In today’s lab we will:
This comes mostly as an “FYI” for your upcoming homework 3. You will be expected to make stacked barplots for a certain dataset. For more experienced R programmers, ggplot is the easiest way to do this. However, this section will introduce how to plot in this way with the titanic dataset in base R.
titanic <- read.delim("https://s3.amazonaws.com/pbreheny-data-sets/titanic.txt")
There are 2 major differences with the code. The first is that the height now takes a table rather than a vector. The first argument is separated by the stacks and the second argument separates by the columns. The second difference is now that the “beside” argument is set to FALSE (it is true by default). Try turning it to true and see what it does.
barplot(height = table(titanic$Survived, titanic$Class),
beside=FALSE, col = c("blue", "red"), main = "Survival Rate Between Classes")
legend(x = "topleft", legend = c("Died", "Survived"), title = "Survival Status", fill = c("blue", "red"))
Now, lets plot the graph separated by sex, so 2 graphs total. If we want to view more than 1 graph on 1 panel, you can use the following code to make a 2x1 panel
par(mfrow=c(1,2)) # To turn it back to normal, run par(mfrow = c(1,1))

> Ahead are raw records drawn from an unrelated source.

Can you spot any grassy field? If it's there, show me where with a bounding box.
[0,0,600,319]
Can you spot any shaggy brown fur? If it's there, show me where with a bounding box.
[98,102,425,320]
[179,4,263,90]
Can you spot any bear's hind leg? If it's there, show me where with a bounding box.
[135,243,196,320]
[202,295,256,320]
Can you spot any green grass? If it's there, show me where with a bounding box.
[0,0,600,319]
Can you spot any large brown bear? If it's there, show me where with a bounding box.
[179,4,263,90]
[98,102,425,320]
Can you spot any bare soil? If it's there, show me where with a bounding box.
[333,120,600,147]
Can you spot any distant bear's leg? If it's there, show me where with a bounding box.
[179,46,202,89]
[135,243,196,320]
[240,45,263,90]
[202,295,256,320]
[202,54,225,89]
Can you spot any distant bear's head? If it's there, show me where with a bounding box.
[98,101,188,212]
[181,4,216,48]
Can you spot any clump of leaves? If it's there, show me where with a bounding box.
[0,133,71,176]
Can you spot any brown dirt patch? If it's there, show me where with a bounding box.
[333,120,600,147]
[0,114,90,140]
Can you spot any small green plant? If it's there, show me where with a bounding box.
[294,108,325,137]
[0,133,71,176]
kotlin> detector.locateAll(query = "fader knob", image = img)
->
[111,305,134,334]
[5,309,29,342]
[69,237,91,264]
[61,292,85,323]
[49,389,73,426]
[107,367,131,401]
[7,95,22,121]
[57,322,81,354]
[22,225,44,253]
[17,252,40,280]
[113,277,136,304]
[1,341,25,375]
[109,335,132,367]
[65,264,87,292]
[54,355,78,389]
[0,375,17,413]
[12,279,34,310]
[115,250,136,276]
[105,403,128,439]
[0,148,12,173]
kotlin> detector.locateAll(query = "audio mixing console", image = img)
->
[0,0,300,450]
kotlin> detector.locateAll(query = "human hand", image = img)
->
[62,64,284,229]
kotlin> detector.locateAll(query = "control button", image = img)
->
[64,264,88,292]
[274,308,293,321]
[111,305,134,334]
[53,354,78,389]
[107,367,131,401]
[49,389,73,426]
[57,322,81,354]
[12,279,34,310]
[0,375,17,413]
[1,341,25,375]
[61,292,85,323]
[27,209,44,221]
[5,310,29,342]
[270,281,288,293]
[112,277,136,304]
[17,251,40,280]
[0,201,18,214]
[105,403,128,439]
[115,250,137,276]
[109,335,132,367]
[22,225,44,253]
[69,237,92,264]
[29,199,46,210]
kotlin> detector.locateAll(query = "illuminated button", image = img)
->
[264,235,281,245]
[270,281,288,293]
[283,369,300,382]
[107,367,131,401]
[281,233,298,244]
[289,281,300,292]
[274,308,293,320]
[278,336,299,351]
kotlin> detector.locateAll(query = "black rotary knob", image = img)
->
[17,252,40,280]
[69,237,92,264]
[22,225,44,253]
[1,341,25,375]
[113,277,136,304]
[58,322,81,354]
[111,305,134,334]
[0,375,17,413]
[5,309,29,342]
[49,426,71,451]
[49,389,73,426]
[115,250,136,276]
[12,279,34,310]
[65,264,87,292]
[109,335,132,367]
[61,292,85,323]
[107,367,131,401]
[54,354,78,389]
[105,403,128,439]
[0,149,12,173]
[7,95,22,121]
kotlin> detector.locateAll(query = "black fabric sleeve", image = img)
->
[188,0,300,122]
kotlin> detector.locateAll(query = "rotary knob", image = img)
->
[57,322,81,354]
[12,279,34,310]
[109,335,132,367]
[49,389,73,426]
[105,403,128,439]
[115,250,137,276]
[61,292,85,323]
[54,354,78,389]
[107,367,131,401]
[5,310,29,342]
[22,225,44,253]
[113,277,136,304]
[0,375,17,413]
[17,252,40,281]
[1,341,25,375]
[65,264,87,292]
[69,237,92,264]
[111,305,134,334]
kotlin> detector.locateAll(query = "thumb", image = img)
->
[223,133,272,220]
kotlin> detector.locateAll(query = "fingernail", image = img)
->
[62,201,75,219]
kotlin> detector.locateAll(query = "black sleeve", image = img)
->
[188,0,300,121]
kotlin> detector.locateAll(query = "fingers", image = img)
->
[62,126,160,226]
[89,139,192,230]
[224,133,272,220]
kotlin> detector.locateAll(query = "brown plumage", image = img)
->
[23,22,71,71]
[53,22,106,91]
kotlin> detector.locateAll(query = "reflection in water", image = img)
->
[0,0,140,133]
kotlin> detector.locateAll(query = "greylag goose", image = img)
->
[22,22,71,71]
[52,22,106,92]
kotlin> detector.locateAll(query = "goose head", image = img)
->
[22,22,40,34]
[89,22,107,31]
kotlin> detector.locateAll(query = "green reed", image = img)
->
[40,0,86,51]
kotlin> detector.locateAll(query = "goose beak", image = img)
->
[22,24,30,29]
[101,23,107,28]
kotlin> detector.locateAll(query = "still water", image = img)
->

Now that we separated the panel into a 1x2 plane, we can see the following graphs side by side:
{
par(mfrow=c(1,2))
# Bar plot for the females
barplot(height = table(titanic$Survived, titanic$Class, titanic$Sex)[,,1],
beside=FALSE,
col = c("blue", "red"),
main = "Female Survival Rate vs Classes")
legend(x = "topleft",
legend = c("Died", "Survived"),
title = "Survival Status",
fill = c("blue", "red"))
# Bar plot for the males
barplot(height = table(titanic$Survived, titanic$Class, titanic$Sex)[,,2],
beside=FALSE,
col = c("blue", "red"),
main = "Male Survival Rate vs Classes")
legend(x = "topleft",
legend = c("Died", "Survived"),
title = "Survival Status",
fill = c("blue", "red"))
}
Today we will be using the tailgating dataset. A description of this study can be found here:
https://myweb.uiowa.edu/pbreheny/data/tailgating.html
The data can be uploaded to R using the following code.
tailgating <- read.delim("http://myweb.uiowa.edu/pbreheny/data/tailgating.txt")
We have already learned how to compute some summary statistics in R, but today we will learn how to visualize the distribution of continuous data. First, let’s take a look at the summary of distance.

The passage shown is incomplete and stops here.